The polynomial long division algorithm implements the Euclidean division of polynomials, which begins from two polynomials A and B. A is the dividend (number being divided) and B is the divisor (the dividing number). If B is not a zero, you get the quotient Q and a remainder R such that A=BQ+R and either R is equal to zero or the degree of R is smaller than the degree of B. These are the conditions that uniquely define R and Q. This simply means that R and Q do not depend on the algorithm used to calculate them.

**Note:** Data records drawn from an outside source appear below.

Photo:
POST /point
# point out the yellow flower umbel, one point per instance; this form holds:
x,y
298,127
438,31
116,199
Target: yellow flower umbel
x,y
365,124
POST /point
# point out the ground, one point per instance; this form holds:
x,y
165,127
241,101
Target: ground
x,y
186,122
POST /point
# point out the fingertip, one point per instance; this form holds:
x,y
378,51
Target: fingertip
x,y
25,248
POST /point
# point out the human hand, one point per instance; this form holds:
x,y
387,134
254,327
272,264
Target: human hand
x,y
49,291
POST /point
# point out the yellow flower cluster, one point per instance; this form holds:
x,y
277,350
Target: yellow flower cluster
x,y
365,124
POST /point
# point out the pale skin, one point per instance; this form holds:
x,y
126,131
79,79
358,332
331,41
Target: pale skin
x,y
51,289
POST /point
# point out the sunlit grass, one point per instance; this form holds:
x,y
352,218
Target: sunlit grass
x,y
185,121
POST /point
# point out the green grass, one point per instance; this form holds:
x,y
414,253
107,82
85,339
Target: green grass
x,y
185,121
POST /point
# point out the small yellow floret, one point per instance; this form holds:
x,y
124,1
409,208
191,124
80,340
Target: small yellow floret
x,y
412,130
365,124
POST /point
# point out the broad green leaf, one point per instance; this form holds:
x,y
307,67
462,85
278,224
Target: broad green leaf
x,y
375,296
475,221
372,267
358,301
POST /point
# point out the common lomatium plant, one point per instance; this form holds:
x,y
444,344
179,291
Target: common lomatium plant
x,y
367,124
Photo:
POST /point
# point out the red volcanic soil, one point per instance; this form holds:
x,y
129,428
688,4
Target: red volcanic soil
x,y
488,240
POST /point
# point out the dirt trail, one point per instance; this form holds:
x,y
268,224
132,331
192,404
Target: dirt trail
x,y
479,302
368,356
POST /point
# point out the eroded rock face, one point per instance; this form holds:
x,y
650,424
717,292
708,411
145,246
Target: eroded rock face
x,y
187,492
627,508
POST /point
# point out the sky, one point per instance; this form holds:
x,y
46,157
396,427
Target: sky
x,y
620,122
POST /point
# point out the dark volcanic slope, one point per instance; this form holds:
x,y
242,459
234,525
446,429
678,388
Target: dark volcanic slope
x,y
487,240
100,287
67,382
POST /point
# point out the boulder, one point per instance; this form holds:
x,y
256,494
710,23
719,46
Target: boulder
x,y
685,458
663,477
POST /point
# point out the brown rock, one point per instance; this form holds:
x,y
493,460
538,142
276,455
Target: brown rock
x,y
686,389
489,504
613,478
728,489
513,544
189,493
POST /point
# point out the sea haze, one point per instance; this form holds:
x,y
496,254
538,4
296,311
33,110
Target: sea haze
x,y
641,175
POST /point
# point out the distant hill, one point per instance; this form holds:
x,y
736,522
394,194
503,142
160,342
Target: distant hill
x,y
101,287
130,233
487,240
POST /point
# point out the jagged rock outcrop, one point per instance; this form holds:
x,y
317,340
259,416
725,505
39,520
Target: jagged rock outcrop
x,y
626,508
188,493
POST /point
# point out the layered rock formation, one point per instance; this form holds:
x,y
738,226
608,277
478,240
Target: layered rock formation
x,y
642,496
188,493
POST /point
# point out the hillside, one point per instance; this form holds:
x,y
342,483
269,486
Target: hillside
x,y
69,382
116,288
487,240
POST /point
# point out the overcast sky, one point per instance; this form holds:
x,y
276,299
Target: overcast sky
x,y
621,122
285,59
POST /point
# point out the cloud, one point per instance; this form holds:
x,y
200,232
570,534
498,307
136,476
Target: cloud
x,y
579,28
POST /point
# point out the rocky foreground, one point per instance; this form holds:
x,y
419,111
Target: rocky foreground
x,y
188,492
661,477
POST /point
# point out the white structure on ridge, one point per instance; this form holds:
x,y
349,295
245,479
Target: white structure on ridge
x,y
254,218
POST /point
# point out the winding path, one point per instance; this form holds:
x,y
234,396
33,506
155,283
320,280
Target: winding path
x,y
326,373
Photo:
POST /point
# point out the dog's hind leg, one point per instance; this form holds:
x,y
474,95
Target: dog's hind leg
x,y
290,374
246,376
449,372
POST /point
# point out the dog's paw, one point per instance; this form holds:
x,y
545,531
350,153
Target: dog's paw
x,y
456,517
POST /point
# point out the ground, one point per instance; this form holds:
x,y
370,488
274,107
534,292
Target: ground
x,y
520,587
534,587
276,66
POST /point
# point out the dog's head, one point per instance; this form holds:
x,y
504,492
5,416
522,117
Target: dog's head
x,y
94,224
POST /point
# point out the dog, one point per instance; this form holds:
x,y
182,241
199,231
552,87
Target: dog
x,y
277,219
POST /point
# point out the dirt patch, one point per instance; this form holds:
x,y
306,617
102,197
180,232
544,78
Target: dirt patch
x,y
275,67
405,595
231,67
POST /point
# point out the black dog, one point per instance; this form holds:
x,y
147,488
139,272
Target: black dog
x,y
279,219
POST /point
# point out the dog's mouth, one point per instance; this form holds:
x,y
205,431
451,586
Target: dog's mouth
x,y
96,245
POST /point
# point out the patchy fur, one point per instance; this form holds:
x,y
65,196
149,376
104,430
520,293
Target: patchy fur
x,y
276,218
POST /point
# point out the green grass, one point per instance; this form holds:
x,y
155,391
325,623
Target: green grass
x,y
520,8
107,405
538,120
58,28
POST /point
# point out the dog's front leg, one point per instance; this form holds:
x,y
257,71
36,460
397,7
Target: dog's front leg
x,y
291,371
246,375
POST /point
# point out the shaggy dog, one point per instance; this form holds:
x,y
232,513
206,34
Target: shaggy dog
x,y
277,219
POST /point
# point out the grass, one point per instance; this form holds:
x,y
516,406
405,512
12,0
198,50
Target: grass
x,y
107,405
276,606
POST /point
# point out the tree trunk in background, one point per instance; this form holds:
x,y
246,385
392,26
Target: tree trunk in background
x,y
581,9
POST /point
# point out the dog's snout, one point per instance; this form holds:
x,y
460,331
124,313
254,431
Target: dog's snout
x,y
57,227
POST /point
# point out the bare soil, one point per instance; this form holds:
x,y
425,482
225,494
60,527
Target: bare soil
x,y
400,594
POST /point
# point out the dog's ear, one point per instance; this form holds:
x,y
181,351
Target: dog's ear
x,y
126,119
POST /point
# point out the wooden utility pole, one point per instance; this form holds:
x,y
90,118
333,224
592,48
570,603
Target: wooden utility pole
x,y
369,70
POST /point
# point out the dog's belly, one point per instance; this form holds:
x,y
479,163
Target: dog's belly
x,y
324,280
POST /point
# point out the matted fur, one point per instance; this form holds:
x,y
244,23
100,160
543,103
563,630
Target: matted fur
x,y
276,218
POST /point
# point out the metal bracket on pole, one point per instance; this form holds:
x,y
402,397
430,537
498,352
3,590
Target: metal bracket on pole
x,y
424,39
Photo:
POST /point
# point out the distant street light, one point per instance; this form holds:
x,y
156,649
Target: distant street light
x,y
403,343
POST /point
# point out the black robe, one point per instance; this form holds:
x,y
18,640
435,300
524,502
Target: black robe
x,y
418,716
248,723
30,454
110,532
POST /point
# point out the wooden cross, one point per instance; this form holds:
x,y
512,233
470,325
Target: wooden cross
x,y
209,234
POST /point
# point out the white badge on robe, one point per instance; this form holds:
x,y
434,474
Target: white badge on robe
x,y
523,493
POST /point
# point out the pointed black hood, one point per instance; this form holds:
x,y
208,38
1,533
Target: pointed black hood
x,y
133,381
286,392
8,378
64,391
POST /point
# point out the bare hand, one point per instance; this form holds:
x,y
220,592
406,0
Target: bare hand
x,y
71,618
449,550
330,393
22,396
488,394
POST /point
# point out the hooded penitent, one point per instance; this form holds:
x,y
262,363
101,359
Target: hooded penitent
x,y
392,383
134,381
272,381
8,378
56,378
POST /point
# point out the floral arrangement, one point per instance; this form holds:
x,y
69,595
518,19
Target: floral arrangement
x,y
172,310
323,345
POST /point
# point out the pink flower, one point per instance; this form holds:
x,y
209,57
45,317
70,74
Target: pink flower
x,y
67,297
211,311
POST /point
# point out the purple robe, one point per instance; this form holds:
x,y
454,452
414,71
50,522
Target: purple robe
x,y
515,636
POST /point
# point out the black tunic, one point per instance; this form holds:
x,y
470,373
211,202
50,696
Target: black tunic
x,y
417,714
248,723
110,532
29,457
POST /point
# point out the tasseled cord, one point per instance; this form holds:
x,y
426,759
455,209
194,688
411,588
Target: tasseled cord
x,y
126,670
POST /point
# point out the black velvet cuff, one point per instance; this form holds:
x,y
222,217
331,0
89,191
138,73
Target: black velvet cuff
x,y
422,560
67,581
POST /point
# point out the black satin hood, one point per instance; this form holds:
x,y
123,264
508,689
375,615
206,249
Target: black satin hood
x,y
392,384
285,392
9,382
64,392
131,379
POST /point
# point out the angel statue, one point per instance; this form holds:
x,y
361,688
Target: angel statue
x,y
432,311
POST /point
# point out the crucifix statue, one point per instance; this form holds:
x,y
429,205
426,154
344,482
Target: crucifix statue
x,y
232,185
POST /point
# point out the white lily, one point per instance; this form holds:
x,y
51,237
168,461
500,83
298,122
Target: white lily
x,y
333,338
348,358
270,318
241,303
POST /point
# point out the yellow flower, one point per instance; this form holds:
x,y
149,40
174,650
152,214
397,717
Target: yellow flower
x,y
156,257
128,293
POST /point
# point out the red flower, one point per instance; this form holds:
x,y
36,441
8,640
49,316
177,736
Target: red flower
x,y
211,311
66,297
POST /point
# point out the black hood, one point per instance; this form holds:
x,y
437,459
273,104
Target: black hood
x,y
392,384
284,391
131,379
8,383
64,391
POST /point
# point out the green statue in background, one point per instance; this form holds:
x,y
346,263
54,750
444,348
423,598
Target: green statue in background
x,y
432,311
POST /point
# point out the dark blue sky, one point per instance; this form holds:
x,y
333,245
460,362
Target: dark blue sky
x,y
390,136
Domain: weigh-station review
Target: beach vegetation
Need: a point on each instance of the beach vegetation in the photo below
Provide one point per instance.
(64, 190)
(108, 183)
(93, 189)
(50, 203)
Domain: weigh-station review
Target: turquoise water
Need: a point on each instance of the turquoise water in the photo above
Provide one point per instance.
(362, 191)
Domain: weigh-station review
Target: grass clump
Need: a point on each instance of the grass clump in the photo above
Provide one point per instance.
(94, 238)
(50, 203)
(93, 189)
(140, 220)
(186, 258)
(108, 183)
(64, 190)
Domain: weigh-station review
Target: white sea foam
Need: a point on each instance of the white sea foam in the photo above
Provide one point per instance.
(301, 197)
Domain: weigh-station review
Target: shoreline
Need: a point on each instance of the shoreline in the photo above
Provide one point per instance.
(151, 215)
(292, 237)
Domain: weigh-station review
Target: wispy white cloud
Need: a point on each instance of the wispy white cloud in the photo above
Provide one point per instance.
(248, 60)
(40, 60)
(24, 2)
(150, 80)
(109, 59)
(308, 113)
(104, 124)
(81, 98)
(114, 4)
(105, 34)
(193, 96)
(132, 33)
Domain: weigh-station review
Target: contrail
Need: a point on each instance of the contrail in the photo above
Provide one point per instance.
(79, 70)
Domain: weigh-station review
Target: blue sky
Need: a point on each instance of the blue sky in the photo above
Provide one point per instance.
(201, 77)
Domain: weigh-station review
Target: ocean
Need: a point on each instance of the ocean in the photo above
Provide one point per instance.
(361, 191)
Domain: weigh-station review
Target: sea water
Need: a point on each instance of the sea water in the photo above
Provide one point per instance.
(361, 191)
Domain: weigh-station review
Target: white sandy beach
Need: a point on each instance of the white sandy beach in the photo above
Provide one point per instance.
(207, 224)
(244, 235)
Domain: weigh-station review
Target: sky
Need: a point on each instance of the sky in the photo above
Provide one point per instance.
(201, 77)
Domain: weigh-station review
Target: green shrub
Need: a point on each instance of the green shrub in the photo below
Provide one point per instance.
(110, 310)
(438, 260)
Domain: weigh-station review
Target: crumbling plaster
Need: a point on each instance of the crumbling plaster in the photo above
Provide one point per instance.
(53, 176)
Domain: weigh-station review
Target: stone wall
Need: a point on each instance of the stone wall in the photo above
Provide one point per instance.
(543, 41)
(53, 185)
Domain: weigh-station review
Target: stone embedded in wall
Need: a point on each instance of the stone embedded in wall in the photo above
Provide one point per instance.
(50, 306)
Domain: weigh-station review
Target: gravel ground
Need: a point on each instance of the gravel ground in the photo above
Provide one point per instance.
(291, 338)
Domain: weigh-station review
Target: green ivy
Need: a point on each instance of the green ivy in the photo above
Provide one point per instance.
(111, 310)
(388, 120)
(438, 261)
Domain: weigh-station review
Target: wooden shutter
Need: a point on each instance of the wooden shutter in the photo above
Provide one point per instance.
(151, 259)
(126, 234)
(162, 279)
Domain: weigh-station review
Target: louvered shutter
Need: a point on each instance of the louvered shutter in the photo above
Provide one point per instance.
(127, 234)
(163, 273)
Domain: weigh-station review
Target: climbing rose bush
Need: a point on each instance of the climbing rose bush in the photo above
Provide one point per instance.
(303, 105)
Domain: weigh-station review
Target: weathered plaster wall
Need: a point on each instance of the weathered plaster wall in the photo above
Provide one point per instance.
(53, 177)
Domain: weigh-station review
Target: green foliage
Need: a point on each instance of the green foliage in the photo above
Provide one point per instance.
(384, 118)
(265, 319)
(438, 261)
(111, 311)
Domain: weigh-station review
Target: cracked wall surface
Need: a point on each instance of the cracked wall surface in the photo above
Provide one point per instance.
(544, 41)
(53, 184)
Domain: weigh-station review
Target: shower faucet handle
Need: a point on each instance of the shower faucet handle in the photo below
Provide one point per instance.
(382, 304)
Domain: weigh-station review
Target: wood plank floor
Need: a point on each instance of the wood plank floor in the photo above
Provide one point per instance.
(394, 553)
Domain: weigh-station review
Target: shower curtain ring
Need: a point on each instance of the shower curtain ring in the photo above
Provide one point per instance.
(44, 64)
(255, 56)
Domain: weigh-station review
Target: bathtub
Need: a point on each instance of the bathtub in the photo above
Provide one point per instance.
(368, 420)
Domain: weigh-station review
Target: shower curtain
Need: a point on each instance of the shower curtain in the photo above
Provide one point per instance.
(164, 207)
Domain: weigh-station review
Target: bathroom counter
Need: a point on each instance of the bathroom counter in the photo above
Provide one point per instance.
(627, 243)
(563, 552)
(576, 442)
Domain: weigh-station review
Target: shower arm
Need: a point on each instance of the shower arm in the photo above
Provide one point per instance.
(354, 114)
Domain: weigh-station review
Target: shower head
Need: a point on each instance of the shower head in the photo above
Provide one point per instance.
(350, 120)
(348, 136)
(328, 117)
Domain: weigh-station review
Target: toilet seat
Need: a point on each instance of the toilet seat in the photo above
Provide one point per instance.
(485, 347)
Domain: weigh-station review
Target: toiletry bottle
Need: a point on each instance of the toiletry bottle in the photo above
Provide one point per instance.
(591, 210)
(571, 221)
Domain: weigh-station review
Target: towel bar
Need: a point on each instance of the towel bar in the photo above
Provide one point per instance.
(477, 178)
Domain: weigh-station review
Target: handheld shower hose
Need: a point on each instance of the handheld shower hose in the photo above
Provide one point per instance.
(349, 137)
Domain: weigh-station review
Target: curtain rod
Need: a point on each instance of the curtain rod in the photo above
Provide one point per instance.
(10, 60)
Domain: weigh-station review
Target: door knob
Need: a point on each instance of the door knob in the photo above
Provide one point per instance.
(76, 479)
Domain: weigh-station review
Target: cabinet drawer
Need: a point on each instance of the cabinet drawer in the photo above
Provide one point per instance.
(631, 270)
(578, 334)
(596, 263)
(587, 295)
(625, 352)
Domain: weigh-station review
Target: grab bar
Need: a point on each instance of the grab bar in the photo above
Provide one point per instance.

The first step in the polynomial long division process is to ensure that the polynomial is expressed in a descending order. If there is a missing term, zero is used to fill it in. The second step in the polynomial long division is to divide the term with the highest power in the division symbol by a term which has the highest power outside the division symbol. The third step is to multiply the answer by the polynomial that is in front of the division symbol. The fourth step is subtracting and bringing down the next term and the fifth step is repeating steps 1,2,3 and 4 until you have no more terms to bring down. The sixth and final step in the polynomial long division process is writing the final answer. The term that remains after the last subtraction is the remainder and has to be written as a fraction in your final answer.

Example1: Divide: .

The solution to dividing x2 – 9x – 10 by x + 1 will be x-10. And since the remainder for this polynomial long division is zero the division is even. When you perform a regular division with numbers and find out that the division is even, this implies that the number you divided by is one of the factors of that number you are dividing. For example, if you divide 50 by 10, the answer will be a 5 without a remainder; this is because 10 is a factor of 50. In the case of the above polynomial long division, the zero remainder means that x + 1 is a factor of x2 – 9x – 10. You can confirm it by factoring the initial quadratic dividend, x2 – 9x – 10.

A polynomial long division can be used when you have one or more roots of a polynomial. From the rational root theorem, if one root r of a given polynomial P(x) which has a degree n is provided, then you can use the polynomial long division method to factor P(x) in the form (x-r)(Q(x)) where Q(x) is a polynomial with a degree n-1. Q(x) is the quotient gotten from the polynomial long division process. And since r is the root of P(x) then the remainder must be zero.

Similarly, if you are given more than one root and a linear factor x-r is one of the roots and r can be divided to get Q(x), a linear term in another root s can be divided out of Q(x) and so on. Alternatively, all of them can be divided out at once. For instance, the linear factors x-s and x-r can be multiplied together to get a quadratic factor x2 − (r + s) x + rs which will then be divided into the initial polynomial P(x) to find the quotient of the degree n-2.

With this polynomial long division method, at times, all the roots of a polynomial of a degree that is more than four can be calculated though sometimes it is not possible. For instance, if the rational root theorem is used to find a single root of a quintic polynomial, then it can be used in obtaining a fourth-degree quotient and the explicit root formula of a fourth-degree polynomial can be used to get the remaining four roots.

The polynomial long division process can also be used to find the equation of tangent lines. The tangent to a graph of any function is defined by the polynomial P(x) at a certain point x=r. and if R(x) is the remainder after dividing P(x) by (x – r)2 then the tangent line equation at point x=r to the graph of a function y=P(x) is y=R(x) regardless of whether or not r is the polynomial root.